First, let's calculate the heat lost by the copper using the formula:
Q = m * c * ΔT
Where:
Q is the heat lost by the copper (in Joules)
m is the mass of copper (in grams)
c is the specific heat of copper (in J/g°C)
ΔT is the temperature change of the copper (in °C)
Q = 5.26 g * 0.385 J/g°C * (258°C - 21.0°C)
Next, let's calculate the heat gained by the water using the formula:
Q = m * c * ΔT
Where:
Q is the heat gained by the water (in Joules)
m is the mass of water (in grams)
c is the specific heat of water (in J/g°C)
ΔT is the temperature change of the water (in °C)
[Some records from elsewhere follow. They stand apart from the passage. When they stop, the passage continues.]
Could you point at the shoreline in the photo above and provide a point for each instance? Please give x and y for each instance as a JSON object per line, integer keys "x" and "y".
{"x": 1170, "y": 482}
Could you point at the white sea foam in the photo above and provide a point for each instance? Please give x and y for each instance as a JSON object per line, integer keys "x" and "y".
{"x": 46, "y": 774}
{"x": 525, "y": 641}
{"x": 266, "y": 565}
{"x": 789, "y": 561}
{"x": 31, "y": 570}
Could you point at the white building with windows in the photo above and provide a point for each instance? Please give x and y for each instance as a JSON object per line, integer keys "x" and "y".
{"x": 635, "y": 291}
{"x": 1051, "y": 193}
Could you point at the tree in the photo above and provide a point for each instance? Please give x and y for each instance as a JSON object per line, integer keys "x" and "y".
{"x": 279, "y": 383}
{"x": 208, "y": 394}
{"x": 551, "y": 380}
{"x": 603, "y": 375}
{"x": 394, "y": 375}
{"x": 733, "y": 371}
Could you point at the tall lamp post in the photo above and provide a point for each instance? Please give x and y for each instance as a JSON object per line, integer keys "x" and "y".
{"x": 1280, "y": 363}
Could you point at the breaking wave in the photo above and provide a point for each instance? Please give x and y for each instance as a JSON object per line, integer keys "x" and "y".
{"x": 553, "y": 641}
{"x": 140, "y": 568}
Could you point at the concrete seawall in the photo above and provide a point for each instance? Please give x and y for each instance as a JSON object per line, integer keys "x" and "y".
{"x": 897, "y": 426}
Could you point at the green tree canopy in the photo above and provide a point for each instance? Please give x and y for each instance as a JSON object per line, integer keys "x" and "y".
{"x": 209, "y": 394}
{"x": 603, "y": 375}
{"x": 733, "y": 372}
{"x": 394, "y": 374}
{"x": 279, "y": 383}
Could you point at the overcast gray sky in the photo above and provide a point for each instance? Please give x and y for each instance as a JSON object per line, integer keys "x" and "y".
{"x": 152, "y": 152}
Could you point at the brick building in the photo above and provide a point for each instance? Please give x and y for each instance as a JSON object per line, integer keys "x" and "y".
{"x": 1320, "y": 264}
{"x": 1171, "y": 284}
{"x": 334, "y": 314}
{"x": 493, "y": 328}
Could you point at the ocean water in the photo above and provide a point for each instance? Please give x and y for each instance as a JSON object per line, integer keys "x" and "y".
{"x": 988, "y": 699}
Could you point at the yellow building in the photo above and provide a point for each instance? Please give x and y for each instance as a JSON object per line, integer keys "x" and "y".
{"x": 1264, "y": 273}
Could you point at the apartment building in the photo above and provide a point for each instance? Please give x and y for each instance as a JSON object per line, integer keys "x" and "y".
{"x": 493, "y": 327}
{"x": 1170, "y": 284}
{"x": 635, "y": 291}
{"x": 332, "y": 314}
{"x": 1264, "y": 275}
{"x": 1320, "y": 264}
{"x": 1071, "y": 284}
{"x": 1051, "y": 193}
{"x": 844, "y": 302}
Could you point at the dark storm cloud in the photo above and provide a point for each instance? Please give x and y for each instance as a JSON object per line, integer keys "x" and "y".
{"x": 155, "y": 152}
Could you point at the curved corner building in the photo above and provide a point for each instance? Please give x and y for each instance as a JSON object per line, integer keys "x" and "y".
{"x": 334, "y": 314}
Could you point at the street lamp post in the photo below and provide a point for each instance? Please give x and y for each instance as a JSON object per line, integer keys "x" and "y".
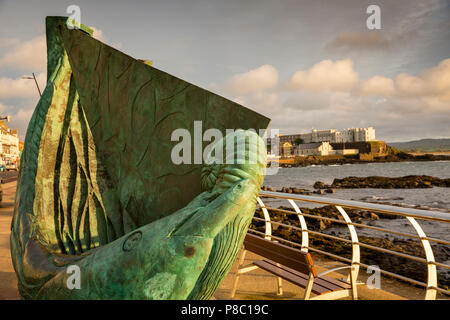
{"x": 31, "y": 78}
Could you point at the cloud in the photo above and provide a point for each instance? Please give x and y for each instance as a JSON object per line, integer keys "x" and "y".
{"x": 431, "y": 83}
{"x": 326, "y": 76}
{"x": 20, "y": 117}
{"x": 8, "y": 42}
{"x": 28, "y": 55}
{"x": 264, "y": 77}
{"x": 21, "y": 88}
{"x": 369, "y": 40}
{"x": 378, "y": 86}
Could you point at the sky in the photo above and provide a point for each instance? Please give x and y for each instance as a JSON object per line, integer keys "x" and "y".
{"x": 304, "y": 64}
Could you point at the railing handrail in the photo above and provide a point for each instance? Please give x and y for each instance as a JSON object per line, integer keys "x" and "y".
{"x": 409, "y": 213}
{"x": 375, "y": 207}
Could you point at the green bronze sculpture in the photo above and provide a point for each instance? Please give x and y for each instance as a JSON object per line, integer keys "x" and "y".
{"x": 97, "y": 188}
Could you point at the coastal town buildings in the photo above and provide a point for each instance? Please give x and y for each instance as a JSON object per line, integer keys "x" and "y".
{"x": 331, "y": 135}
{"x": 314, "y": 149}
{"x": 9, "y": 144}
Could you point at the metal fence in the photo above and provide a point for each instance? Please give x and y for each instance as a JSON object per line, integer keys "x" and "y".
{"x": 411, "y": 215}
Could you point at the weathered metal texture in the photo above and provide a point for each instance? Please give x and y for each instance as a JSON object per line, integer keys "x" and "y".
{"x": 97, "y": 187}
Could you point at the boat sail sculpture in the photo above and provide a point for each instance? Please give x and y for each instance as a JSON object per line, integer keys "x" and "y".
{"x": 97, "y": 191}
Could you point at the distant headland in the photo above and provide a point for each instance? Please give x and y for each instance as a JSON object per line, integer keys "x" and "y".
{"x": 354, "y": 145}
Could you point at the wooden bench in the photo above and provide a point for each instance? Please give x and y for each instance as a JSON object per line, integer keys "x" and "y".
{"x": 295, "y": 266}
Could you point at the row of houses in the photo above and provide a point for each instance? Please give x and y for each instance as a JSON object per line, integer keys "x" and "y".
{"x": 331, "y": 135}
{"x": 9, "y": 144}
{"x": 313, "y": 149}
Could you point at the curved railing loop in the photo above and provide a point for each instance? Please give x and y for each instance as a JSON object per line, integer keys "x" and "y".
{"x": 432, "y": 284}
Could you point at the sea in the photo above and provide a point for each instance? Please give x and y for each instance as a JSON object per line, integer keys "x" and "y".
{"x": 436, "y": 198}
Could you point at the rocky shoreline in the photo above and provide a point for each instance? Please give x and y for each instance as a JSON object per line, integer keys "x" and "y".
{"x": 406, "y": 182}
{"x": 354, "y": 159}
{"x": 406, "y": 267}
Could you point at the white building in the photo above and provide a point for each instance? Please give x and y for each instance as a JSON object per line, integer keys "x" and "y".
{"x": 314, "y": 149}
{"x": 332, "y": 135}
{"x": 9, "y": 144}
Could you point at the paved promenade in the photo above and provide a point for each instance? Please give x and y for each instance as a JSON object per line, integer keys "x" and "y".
{"x": 257, "y": 284}
{"x": 8, "y": 279}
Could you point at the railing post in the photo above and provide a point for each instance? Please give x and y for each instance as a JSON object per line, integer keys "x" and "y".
{"x": 431, "y": 267}
{"x": 268, "y": 229}
{"x": 305, "y": 237}
{"x": 355, "y": 252}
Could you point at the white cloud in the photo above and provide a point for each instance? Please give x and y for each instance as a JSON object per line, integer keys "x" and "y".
{"x": 432, "y": 83}
{"x": 21, "y": 88}
{"x": 8, "y": 42}
{"x": 264, "y": 77}
{"x": 326, "y": 76}
{"x": 378, "y": 86}
{"x": 28, "y": 55}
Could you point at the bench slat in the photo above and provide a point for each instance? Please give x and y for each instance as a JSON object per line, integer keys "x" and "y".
{"x": 290, "y": 257}
{"x": 321, "y": 285}
{"x": 331, "y": 283}
{"x": 290, "y": 275}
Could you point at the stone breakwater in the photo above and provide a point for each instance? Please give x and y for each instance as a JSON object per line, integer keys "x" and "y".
{"x": 355, "y": 159}
{"x": 295, "y": 190}
{"x": 406, "y": 182}
{"x": 399, "y": 265}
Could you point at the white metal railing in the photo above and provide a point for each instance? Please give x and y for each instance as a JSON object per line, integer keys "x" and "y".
{"x": 411, "y": 216}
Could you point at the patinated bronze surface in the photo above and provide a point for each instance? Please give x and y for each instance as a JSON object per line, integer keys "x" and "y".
{"x": 97, "y": 188}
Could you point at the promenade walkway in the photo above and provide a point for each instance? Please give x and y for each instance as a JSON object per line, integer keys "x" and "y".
{"x": 257, "y": 284}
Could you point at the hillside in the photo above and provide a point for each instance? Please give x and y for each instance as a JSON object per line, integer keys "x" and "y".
{"x": 424, "y": 145}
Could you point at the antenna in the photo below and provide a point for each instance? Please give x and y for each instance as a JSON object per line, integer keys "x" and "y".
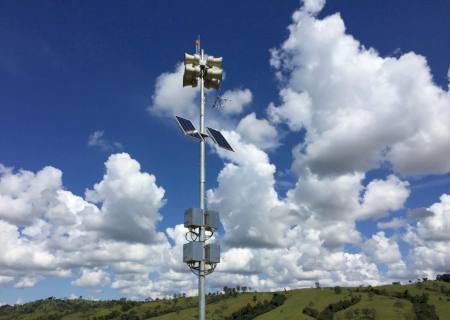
{"x": 202, "y": 258}
{"x": 220, "y": 101}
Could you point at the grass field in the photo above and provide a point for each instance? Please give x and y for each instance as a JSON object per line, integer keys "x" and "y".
{"x": 371, "y": 306}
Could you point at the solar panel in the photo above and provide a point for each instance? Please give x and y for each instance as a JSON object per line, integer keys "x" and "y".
{"x": 188, "y": 128}
{"x": 219, "y": 139}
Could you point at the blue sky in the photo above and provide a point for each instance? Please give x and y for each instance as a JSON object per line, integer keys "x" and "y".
{"x": 68, "y": 70}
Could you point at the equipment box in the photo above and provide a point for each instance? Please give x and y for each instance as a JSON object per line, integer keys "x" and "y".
{"x": 193, "y": 218}
{"x": 212, "y": 221}
{"x": 212, "y": 253}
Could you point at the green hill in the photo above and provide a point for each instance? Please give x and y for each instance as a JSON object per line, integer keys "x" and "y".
{"x": 422, "y": 301}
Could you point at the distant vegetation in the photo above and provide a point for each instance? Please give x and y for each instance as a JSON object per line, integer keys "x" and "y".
{"x": 420, "y": 300}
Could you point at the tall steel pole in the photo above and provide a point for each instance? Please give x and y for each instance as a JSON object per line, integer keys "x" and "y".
{"x": 201, "y": 276}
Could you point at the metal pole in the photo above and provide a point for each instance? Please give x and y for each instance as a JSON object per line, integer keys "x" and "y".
{"x": 201, "y": 277}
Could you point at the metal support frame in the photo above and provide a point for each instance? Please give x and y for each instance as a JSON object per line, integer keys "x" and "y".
{"x": 201, "y": 275}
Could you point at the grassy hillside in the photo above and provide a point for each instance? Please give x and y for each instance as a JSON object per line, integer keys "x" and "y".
{"x": 413, "y": 301}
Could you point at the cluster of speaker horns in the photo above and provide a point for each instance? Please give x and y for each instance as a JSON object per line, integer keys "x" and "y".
{"x": 212, "y": 71}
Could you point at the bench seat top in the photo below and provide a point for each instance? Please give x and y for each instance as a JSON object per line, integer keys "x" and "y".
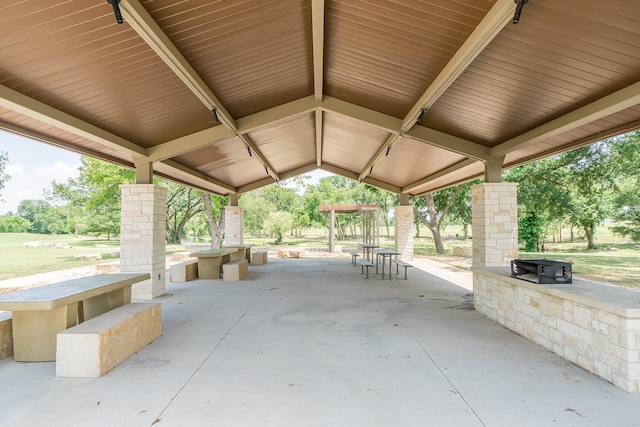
{"x": 49, "y": 297}
{"x": 213, "y": 253}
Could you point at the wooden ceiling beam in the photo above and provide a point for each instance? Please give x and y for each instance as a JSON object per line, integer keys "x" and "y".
{"x": 149, "y": 30}
{"x": 22, "y": 104}
{"x": 603, "y": 107}
{"x": 462, "y": 164}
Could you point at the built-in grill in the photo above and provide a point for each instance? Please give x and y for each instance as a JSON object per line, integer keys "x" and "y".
{"x": 544, "y": 271}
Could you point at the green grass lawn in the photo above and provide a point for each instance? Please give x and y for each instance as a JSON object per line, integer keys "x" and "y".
{"x": 18, "y": 259}
{"x": 617, "y": 263}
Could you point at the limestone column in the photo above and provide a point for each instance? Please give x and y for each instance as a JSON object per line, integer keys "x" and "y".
{"x": 143, "y": 237}
{"x": 233, "y": 225}
{"x": 404, "y": 228}
{"x": 494, "y": 223}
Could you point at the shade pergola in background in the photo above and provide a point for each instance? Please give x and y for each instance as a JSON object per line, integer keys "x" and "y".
{"x": 370, "y": 221}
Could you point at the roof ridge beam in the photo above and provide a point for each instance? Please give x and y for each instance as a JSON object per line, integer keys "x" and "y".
{"x": 196, "y": 174}
{"x": 605, "y": 106}
{"x": 188, "y": 143}
{"x": 462, "y": 164}
{"x": 147, "y": 28}
{"x": 448, "y": 142}
{"x": 22, "y": 104}
{"x": 317, "y": 25}
{"x": 142, "y": 23}
{"x": 500, "y": 14}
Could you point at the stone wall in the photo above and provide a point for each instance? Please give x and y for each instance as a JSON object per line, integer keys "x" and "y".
{"x": 594, "y": 326}
{"x": 143, "y": 237}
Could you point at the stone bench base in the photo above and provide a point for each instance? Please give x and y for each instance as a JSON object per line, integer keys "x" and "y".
{"x": 234, "y": 271}
{"x": 6, "y": 335}
{"x": 184, "y": 271}
{"x": 259, "y": 257}
{"x": 93, "y": 348}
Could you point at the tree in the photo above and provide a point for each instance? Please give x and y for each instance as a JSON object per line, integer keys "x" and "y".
{"x": 14, "y": 224}
{"x": 277, "y": 223}
{"x": 433, "y": 208}
{"x": 183, "y": 203}
{"x": 94, "y": 195}
{"x": 214, "y": 210}
{"x": 4, "y": 159}
{"x": 625, "y": 151}
{"x": 37, "y": 213}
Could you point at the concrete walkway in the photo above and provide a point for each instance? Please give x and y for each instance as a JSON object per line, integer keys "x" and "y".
{"x": 310, "y": 342}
Since we know that the initial and final temperatures are 21.0°C and the final temperature of the water will be the same as the temperature change of the copper, we can calculate the mass of the water that corresponds to 125 mL:
m_water = density_water * V_water
Where:
m_water is the mass of water (in grams)
density_water is the density of water (in g/mL)
V_water is the volume of water (in mL)
The density of water is approximately 1 g/mL, so:
m_water = 1 g/mL * 125 mL
Now we can calculate the heat gained by the water:
Q = m_water * c_water * ΔT
Where:
m_water is the mass of water (in grams)
c_water is the specific heat of water (in J/g°C)
ΔT is the temperature change of the water (in °C)
Finally, we can equate the heat lost by the copper to the heat gained by the water:
Q_copper = Q_water
m_copper * c_copper * ΔT_copper = m_water * c_water * ΔT_water
Since we want to find the final temperature of the water, we rearrange the equation:
ΔT_water = (m_copper * c_copper * ΔT_copper) / (m_water * c_water)
Now we can substitute the values we have:
ΔT_water = (5.26 g * 0.385 J/g°C * (258°C - 21.0°C)) / (1 g/mL * 125 mL * 4.18 J/g°C)
After simplifying and evaluating the expression, we get:
ΔT_water ≈ 80.32°C
Therefore, the water will get approximately 80.32°C hotter. Adding this temperature change to the initial temperature of 21.0°C:
Final Temperature of Water = 21.0°C + 80.32°C ≈ 101.32°C
So, the water will get to approximately 101.32°C.